Per-client configuration profiles

Large or quirky client sites can use a custom .seospiderconfig file:

  1. Configure the crawl in the SF GUI on your Mac and save as .seospiderconfig.
  2. Upload via the Ops Hub client detail page (SEO tab > SF Configuration card).
  3. The file is stored in Supabase Storage (canonical) and mirrored to /opt/sf-configs/ on the VPS.
  4. The clients.sf_default_config_name column records which profile applies to that client.
  5. When sf_run_crawl is called with a client_id, the config is auto-applied.

The sf_run_crawl tool also accepts an explicit config_name parameter to override the default for a single run.

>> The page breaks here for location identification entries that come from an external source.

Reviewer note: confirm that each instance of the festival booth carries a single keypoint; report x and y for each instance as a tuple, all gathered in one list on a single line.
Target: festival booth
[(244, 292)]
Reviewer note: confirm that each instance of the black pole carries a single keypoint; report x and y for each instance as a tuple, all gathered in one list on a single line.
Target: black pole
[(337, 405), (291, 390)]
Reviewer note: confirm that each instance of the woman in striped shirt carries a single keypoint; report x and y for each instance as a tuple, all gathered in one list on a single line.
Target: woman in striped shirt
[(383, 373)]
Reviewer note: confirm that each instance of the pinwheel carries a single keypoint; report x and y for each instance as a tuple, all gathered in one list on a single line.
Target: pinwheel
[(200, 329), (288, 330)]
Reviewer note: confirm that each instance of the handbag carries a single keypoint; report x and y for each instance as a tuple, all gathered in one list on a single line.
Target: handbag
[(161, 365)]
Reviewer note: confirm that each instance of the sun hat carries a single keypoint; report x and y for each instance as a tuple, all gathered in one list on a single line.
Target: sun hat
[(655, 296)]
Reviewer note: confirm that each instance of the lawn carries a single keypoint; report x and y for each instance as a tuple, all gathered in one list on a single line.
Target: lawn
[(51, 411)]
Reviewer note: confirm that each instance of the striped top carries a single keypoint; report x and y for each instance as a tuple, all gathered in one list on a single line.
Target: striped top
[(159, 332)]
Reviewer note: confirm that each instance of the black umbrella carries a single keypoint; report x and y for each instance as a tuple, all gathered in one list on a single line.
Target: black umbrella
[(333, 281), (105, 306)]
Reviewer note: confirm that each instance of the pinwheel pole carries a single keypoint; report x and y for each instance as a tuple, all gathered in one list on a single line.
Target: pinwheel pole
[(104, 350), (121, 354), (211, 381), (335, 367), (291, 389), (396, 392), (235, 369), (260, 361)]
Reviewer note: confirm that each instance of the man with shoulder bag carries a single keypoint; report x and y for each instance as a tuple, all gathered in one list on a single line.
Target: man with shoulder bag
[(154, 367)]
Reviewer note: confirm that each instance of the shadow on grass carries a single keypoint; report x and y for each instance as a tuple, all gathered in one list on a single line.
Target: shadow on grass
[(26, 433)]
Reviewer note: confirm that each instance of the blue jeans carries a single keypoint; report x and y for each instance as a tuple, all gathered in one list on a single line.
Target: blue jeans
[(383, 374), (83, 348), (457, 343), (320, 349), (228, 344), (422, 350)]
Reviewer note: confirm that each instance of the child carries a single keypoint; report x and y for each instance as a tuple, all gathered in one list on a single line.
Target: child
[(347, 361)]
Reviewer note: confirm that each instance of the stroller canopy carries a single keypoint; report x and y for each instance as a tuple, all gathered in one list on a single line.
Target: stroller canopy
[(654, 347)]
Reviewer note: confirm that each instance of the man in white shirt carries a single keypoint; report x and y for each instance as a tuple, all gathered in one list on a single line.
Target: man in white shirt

Ops Hub integration points

  • /api/sf-mcp -- the MCP endpoint the team calls
  • lib/sf-vps.js -- the HTTP client (attaches auth, logs to sf_audits)
  • sf_audits table -- every crawl history, archived after 90 days via daily cron
  • sf_configs table -- per-client config file registry
  • Vercel env vars: SF_VPS_URL, SF_VPS_BEARER_TOKEN, CF_ACCESS_CLIENT_ID, CF_ACCESS_CLIENT_SECRET

Ongoing operations

  • SSH to the box via: ssh sf-vps (Cloudflare Access prompts Google login on first use)
  • View service logs: tail -f /var/log/sf-api.log
  • Restart after config change: sudo systemctl restart sf-api
  • Rotate bearer token: update /opt/sf-vps-service/.env on the VPS and SF_VPS_BEARER_TOKEN in Vercel simultaneously
  • Disk cleanup: the service auto-removes /var/sf-runs/{job_id}/ 24 hours after upload. Config files are never auto-deleted.